Is it safe to std::ptr::copy a 0 capacity Vec and then use both the old and new object?

From the std::ptr::copy docs:

If T is not Copy , using both the values in the region beginning at *src and the region beginning at *dst can violate memory safety.

Vec is not Copy. However, if the T is a Vec, and that Vec is empty, then afterwards I expect I have two 0 capacity Vec objects that are both usable, b/c the (pointer, capacity, length) triplet should be all zero. Is this assumption safe? If the Vec were positive capacity, then afterwards if I use both objects when they drop they will free the same memory. I am only wondering if I can count on this just in the empty case. Also if I can count on it for any of the other std containers?

Edit: originally said length, meant capacity

You would definitely need the Vec to have zero capacity, not just zero length.

1 Like

Oops, yes you are correct. I will edit my post.

My intuition says that it's safe to do this for any container whose default constructor is a const fn, like Vec::new and LinkedList::new, because calling ptr::copy on the result of such a function should be no different from calling the function twice.

(Note: BTreeMap::new and BTreeSet::new are likely to be const fn in the future.)

Copying a zero-capacity HashMap<K, V> is an interesting case. It doesn't currently cause any memory safety issues that I'm aware of (though I wouldn't count on this), but it does produce two copies of the same RandomState, which could weaken the protection against DoS attacks. There is a const fn constructor for a non-random hasher in the hashbrown crate: HashMap::with_hasher.

Well technically the pointer will not be zero, since Vecs require their pointers to be non-null. Instead it will be dangling - aligned and non-null but it points to zero readable or writable bytes. This is currently implemented as just the alignment of the type cast to a pointer.

5 Likes

Is there the possibility that this could go away in the future if Box::new becomes a const fn? Or has rust committed to never doing that because it would need to return different values for the same arguments? (in other words because it is inherently impure)

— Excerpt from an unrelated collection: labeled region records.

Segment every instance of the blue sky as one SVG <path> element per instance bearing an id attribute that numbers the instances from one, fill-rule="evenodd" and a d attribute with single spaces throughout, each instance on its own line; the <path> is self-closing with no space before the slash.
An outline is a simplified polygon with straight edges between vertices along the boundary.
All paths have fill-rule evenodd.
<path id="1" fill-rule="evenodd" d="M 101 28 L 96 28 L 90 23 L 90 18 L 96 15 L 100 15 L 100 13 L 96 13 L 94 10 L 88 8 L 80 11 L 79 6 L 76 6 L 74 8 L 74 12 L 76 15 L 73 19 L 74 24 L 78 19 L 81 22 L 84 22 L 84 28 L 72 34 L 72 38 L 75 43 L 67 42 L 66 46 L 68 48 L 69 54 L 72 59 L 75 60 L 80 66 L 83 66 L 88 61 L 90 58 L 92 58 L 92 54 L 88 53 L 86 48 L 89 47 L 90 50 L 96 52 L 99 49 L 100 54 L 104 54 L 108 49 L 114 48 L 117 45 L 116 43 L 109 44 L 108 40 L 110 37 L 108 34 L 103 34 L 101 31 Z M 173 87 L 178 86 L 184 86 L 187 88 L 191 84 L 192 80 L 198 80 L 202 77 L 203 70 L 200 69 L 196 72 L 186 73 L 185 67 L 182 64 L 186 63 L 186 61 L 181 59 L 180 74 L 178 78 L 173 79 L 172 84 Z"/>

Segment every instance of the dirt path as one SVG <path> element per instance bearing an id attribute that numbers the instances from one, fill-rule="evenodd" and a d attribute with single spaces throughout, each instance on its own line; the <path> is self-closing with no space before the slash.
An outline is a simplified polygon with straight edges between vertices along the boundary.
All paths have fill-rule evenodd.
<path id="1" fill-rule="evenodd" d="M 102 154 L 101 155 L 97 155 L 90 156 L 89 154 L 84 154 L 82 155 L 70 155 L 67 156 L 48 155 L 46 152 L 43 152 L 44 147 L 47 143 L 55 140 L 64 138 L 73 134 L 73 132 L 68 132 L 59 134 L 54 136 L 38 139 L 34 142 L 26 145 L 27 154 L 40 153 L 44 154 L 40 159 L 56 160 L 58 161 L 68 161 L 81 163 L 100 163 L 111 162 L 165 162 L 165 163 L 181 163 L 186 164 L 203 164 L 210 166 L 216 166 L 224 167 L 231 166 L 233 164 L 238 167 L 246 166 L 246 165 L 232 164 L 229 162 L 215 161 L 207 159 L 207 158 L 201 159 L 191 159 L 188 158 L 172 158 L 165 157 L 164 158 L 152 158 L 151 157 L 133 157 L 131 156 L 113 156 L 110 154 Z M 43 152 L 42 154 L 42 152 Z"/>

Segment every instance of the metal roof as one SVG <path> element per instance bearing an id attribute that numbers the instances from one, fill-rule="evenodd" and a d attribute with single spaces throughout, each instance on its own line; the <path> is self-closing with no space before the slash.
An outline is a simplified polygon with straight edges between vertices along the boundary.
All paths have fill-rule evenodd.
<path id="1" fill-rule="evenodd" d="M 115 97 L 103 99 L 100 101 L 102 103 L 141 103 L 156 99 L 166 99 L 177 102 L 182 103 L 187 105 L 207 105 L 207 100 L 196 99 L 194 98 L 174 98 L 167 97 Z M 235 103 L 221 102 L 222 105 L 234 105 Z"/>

Yes, there is - if Box::new become a const fn I believe it would still be unsound to copy it. Although there is no risk of double-frees (since Rust would have to know anyway not to free box pointers created in a const context), under the current model of Stacked Borrows Box behaves like an &mut in that its pointer can't be aliased, and copying a Box can potentially alias its pointer.

Why? Assuming things are going in the general direction of allowing more and more computation at compile time, doesn't seem crazy to imagine people could write const fn that will run out of memory if boxes leak.

Oh, I was talking about Boxes that have crossed the boundary from compile-time to run-time. For such boxes, their allocation must exist in the program's binary, and so it cannot be freed. For a Box that has been created at compile time and is being used at compile time, copying it comes with both the risk of a double-free and aliasing pointers.

Can you elaborate on what scenario you have that might possibly need to use this?

The general answer to questions like these is essentially, "no, you can't rely on that. If you would like to start relying on it, create a PR to add the guarantee to the documentation and see whether T-libs would be willing to accept it."

nit: reminder that the pointer is never zero, and it's invalid to create one with a zero (via mem::zeroed() or otherwise)

2 Likes

You can use this property is to enable cheaper object construction. Say I have a group of object types that I frequently create together, and I want to be able to produce a new instance of the group quickly. In other words, every time I make an X I also need to make a Y and a Z. If you know the constituents of the group at compile time, you just put them all in a struct and clone/construct when needed. But what if you only know the types going into the group at run time, because say it is based on a configuration file? You can have a list of function pointers that are constructors to call, but totally dynamic function calls are not particularly fast.

One way to enable this is to have a "template" of bytes saved somewhere that you know if you memcpy will give you all the objects in the group in in a valid state, located contiguously one after the other. This way the only thing that is dynamic is exactly how many bytes you copy. But this can only work in instances where you are sure the types in the template are safe to bitwise copy. Copy can guarantee that, but is overly restrictive because some types that can't always be safely copied can still be safely copied if they are in a certain state (e.g. a 0 capacity vector). If there were a guarantee like this around standard containers like this I could just count on using them, but as is it seems like I should probably just create my own unsafe trait to represent this property (DefaultStateIsCopy).